?不愿正视过去的姜昊带着一对的疑问和愤怒跑出龙叩家,接着出了仑苍镇,估计这下已经回到劫天堡了。他需要时间来缓冲一下刚才的心情,同时也需要时间去把劫天堡里的事弄个清楚。
而此时陪在母亲身边的龙叩自然是被一堆疑问缠着,看着已经连呼吸都困难的母亲躺在床上正用尽力的摆出一副安详面容看着自己,龙叩此时能做的就是在母亲弥留之际听她说完这最后的话。
......
“母亲,我父亲真的是你口中说的那个仇啸天么?既然我父亲是他那昂问又会是谁?”龙叩急着向母亲寻求解释,之前不知道自己父亲是仇啸天时就觉得昂问和自己总是隔着一层无法逾越的鸿沟,或许到此时用这个事实就可以解释为什么龙叩心里会有那样的感受了。
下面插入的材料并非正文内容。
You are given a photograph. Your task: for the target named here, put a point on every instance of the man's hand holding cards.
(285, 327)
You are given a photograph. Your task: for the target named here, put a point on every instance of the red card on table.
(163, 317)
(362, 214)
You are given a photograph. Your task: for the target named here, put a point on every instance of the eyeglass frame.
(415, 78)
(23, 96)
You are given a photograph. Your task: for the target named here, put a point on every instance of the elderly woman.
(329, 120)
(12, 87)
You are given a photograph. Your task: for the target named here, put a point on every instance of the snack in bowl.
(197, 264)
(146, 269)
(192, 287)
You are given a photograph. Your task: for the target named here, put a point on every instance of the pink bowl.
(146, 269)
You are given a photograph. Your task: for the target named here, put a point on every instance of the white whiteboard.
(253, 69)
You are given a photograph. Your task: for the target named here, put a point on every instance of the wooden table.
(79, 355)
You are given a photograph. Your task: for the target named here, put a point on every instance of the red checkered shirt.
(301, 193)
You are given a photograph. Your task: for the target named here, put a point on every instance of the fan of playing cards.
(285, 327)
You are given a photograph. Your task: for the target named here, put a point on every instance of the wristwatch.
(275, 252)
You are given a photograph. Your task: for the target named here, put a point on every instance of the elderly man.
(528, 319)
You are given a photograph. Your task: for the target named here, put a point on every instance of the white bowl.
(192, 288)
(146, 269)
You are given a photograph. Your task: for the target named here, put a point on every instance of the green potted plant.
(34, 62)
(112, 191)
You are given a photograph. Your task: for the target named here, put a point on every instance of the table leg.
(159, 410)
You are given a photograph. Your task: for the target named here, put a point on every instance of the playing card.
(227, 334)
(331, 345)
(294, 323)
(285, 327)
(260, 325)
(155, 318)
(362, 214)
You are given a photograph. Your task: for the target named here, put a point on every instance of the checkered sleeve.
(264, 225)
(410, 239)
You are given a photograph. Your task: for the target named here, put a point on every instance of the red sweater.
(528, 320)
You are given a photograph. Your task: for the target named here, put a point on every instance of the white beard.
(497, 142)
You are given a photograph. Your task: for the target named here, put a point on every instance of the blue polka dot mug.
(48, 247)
“来,扶我坐起来!”刚躺下的母亲只觉得这件事必须要严肃的告诉龙叩,于是便又在龙叩的帮助下,艰难的坐了起来。
“......是时候要告诉你你这些事了,这一切都怪母亲,不该瞒着你的!”说着,母亲此时虔诚的双眼像是在给龙叩淡淡的说了声说对不起。
“龙叩听着,母亲快说吧!”此时的龙叩也越看母亲的神情越是觉得下面一定有自己一直期待的那些回忆。说完,龙叩便做出一副倾听者的样子注视着母亲那让人怎么看怎么舒服的仪容。
“你的父亲就是仇啸天,他在当年那场和姜炎的战斗中......”只见母亲眼角也在不知不觉湿润,她也变得和姜昊一样,至今仍是不愿相信这这个事实。
从母亲欲言又止的神情中,龙叩也基本知道他的父亲仇啸天怎么了,但龙叩却是一场坚强的没落下一滴泪,因为从未见过自己的亲生父亲,自然也不曾和他有过任何交集,到最后也就自然不会有任何情感在里头。
“你父亲弥留之际叫我把这个交给你,本来早就有那个该给你的,但是......”说着,母亲从身上取下那个一直不离身的锦囊。(这里又停顿是因为当时有昂问在一旁的的话,这让玉儿一直拖着没告诉自己的儿子。)
“这是什么?”龙叩望着一个精巧的锦囊不解的看着母亲。
“这个锦囊有你父亲想要给你的,本来相应的还有那把被抢走的天玄尊和那件破败的玄天战甲,但在刚才的战斗中,天玄尊......”母亲一边说着,一边将那个锦囊放到龙叩手中。当说到天玄尊的遭遇时,母亲忍不住的又流下一滴泪,她在为自己感到自责,可能是没有保护好这件家族至宝的缘故吧。